The All Blacks lost the final 15-12 in extra time at Ellis Park in Johannesburg, but the tournament provided Owen with a special memory of his favourite player.

Owen watched as Jonah Lomu bunted off England's Underwood, Carling and Catt to score the legendary try that left Kiwi commentator Keith Quinn lost for words.

At the time 20, Lomu ran wild against England, scoring four tries and helping the All Blacks to a 45-29 semifinal win in Cape Town.

Owen said his favourite game of this year's tournament so far was the All Blacks match against Namibia.

"The second half with Perenara's try was pretty awesome to watch. It was one of the best you'd want to see, that's for sure," he says.

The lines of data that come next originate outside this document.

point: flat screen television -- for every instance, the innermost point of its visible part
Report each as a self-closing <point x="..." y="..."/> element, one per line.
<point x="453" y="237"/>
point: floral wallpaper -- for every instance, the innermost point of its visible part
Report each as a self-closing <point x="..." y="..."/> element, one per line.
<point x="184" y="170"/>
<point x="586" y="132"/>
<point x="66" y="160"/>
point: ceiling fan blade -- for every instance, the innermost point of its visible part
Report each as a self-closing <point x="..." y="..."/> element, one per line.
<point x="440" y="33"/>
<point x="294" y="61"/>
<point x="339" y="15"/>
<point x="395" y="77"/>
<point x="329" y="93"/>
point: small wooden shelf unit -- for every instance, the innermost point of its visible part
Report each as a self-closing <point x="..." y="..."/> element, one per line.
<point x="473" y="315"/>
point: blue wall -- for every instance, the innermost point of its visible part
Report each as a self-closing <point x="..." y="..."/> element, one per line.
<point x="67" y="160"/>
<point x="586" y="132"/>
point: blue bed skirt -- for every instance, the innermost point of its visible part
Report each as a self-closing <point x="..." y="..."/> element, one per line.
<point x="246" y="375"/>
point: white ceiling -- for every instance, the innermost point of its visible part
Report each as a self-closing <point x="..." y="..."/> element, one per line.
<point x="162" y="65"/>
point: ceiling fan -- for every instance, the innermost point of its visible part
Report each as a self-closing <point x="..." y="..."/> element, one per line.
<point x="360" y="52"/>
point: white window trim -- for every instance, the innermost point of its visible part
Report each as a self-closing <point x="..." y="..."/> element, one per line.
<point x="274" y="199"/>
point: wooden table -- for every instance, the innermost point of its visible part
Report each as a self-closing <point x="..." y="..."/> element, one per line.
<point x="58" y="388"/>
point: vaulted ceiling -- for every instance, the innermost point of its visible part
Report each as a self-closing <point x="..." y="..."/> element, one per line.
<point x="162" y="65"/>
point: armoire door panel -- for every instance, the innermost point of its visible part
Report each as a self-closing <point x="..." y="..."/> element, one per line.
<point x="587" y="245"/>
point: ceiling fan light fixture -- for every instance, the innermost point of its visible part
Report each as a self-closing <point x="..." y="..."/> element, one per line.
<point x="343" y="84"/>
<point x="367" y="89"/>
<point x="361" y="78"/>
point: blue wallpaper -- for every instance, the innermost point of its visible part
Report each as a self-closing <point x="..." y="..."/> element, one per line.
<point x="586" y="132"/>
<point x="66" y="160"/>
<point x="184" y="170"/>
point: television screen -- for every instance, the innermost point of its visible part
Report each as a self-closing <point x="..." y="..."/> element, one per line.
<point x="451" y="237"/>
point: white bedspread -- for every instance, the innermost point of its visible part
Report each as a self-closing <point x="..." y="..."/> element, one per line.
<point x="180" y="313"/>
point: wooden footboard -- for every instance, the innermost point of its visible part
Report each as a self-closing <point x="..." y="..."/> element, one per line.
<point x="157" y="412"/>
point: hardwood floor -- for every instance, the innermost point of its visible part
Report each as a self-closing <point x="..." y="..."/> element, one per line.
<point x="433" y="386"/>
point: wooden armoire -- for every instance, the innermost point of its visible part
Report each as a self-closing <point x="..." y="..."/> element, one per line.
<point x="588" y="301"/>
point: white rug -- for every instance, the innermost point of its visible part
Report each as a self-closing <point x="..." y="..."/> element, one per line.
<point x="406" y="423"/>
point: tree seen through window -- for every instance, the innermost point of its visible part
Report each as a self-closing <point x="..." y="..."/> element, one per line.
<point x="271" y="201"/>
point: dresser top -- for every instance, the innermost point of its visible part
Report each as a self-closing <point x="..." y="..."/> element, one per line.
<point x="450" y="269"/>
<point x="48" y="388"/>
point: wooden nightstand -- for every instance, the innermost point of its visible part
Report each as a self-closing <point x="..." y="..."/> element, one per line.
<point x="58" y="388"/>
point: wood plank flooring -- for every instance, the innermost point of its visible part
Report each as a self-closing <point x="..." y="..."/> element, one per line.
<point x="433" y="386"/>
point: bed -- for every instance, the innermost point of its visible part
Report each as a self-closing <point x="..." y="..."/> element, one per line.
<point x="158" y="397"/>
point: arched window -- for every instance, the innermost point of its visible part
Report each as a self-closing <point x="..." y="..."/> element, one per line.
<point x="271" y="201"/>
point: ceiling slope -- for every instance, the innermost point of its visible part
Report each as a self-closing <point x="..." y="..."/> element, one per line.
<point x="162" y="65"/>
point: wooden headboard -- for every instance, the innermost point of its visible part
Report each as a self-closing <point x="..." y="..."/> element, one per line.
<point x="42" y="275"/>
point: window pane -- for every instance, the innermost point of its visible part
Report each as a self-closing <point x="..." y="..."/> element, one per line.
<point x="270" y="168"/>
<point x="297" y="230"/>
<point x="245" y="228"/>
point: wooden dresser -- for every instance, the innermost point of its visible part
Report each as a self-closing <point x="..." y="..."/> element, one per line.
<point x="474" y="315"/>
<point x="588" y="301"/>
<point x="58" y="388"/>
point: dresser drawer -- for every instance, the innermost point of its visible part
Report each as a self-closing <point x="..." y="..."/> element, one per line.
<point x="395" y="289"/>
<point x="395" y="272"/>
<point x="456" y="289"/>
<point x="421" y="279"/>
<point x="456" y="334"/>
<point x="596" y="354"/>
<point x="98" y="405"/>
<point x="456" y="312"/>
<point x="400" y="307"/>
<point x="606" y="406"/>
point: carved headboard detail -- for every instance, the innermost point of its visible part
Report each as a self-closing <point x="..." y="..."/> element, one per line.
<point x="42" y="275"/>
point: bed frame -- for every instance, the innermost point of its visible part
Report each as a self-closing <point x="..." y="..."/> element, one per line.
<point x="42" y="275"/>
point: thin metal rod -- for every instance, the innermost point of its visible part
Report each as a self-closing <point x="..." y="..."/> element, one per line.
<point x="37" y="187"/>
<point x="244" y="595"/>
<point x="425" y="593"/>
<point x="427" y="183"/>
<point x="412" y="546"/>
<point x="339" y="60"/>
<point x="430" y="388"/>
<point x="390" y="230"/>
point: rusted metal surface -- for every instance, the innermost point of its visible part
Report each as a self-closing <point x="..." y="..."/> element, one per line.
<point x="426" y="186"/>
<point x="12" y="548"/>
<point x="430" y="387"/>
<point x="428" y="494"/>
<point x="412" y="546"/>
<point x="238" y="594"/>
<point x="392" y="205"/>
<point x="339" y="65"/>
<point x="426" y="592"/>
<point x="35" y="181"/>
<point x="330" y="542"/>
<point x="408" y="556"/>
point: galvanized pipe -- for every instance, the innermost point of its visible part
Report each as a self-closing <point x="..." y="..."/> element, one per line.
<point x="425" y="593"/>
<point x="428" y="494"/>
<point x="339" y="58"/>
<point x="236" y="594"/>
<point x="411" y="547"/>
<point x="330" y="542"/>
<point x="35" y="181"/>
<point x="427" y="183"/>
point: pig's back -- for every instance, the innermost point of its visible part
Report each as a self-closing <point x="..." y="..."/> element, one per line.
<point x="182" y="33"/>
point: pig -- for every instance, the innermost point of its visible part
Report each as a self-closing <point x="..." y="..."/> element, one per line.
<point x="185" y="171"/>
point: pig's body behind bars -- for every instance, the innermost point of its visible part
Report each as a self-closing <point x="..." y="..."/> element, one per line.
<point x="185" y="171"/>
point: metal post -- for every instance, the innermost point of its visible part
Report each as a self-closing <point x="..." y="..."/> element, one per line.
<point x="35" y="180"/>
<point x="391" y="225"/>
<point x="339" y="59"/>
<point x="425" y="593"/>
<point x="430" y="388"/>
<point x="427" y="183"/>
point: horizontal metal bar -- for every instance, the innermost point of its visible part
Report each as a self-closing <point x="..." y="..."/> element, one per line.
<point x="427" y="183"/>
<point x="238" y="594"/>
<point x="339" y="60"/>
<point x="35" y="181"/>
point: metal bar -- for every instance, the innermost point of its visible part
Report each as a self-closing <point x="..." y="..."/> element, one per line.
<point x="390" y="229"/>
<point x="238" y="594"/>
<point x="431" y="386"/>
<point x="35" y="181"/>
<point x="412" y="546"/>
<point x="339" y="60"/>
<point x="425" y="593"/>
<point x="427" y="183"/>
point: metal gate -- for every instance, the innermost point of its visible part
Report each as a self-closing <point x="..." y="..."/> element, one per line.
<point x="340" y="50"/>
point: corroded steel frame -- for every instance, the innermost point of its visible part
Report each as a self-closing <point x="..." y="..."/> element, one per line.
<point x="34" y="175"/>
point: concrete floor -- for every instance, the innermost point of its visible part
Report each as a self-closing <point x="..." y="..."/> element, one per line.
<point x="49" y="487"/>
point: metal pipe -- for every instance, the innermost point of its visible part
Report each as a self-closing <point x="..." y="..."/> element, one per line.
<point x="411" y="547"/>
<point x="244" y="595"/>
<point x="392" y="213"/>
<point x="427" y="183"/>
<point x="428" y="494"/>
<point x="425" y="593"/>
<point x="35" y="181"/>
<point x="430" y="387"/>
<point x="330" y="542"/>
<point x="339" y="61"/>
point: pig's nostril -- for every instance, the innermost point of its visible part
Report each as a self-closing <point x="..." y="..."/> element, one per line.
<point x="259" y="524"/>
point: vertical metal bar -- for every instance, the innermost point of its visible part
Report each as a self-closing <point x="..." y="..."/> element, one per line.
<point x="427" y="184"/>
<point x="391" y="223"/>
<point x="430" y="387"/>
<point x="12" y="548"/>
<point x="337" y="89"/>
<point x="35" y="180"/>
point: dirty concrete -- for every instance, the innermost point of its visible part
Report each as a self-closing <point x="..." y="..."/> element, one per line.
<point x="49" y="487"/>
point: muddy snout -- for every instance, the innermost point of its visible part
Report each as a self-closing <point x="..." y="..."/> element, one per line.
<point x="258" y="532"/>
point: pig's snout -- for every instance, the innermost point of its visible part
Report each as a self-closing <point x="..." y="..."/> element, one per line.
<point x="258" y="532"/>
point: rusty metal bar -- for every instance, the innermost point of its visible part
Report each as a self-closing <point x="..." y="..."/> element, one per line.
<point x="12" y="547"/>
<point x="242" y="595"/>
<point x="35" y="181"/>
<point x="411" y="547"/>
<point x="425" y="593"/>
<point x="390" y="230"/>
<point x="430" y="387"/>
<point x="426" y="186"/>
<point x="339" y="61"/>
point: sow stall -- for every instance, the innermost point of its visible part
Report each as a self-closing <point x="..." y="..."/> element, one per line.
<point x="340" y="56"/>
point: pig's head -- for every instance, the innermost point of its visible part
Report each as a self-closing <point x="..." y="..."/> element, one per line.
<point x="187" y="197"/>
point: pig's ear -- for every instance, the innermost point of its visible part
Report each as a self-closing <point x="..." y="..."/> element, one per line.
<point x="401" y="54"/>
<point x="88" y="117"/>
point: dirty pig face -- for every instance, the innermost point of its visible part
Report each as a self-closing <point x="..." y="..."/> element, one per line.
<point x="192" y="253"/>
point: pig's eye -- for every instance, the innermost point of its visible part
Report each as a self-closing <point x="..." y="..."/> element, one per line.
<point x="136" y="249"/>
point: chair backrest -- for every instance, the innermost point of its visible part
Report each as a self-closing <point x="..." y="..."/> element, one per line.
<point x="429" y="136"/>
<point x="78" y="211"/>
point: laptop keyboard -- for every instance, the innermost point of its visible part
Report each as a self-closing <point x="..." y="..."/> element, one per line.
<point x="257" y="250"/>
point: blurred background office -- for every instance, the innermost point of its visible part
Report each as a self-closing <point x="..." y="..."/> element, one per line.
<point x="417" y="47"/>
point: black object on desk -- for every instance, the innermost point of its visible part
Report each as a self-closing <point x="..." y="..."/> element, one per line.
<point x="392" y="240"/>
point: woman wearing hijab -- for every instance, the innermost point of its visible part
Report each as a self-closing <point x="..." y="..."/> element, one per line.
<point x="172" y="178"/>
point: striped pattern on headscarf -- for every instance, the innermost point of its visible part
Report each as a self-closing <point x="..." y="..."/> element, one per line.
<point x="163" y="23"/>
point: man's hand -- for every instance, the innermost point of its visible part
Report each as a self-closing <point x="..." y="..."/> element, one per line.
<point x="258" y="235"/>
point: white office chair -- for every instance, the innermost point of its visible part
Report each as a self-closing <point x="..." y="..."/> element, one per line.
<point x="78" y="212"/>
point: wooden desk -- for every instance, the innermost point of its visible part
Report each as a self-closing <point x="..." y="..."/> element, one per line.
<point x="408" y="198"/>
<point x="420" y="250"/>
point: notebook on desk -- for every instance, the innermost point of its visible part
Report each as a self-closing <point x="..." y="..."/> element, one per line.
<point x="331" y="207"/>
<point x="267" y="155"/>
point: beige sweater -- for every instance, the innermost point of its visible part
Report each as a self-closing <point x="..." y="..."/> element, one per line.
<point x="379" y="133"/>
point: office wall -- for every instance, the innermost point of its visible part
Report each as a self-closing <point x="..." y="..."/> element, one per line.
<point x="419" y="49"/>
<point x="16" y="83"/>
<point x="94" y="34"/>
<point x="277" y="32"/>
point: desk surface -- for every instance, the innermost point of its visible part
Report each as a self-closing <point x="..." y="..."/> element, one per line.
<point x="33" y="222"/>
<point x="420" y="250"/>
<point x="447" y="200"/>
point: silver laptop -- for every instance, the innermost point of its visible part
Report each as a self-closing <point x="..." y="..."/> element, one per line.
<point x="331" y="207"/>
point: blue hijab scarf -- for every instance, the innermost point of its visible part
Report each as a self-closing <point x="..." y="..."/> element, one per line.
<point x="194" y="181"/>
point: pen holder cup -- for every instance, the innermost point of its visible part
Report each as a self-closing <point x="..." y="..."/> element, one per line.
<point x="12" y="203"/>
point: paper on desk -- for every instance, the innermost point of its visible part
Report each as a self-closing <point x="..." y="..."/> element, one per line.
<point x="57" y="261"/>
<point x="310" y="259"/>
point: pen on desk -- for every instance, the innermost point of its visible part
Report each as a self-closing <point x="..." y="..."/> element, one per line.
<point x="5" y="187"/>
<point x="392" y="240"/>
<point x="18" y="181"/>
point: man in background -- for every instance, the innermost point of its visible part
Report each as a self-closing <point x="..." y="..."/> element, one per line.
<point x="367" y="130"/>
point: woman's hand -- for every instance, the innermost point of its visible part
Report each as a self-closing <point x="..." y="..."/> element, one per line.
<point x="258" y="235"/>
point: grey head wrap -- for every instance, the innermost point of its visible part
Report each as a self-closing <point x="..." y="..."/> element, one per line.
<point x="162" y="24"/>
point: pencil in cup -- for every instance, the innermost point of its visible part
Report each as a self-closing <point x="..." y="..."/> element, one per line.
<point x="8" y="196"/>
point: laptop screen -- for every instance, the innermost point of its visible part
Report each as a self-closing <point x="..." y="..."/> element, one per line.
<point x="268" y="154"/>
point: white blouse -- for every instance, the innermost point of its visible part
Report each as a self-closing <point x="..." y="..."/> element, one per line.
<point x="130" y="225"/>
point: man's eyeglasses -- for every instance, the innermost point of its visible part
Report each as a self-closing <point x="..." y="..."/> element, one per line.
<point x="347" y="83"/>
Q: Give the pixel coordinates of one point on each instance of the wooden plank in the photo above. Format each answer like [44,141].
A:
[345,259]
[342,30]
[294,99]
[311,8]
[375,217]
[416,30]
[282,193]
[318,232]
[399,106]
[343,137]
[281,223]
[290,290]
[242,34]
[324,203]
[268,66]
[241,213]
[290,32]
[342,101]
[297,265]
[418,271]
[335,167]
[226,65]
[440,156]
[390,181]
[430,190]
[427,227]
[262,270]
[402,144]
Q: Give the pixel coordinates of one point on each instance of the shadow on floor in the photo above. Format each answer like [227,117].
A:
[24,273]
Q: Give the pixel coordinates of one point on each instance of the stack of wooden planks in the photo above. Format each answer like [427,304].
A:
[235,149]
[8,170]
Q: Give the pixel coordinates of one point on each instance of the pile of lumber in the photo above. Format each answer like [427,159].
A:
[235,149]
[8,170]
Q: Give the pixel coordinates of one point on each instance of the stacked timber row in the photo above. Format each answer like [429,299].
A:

"I'd love to see a New Zealand/Japan final, that would be huge for rugby over there, but it could be South Africa again. That may be a bit easy for us though."

Although Owen gets short of breath at times, and his sons organised a wheelchair for him this time around, he still got a lot done in Japan.

He was wowed by busy railway stations, visited Hiroshima and Nagasaki and even learned a bit about the culture when he was told off for eating his icecream outside.

But can he do it again? Will he make it to number eight?

"I've been to France, but never to see a rugby game, so that would be really interesting," Owen says.

"I'm hopeful that I can go to the next World Cup, how about that? As my son said 'you'll only be 89, so there's no reason why you shouldn't be there'".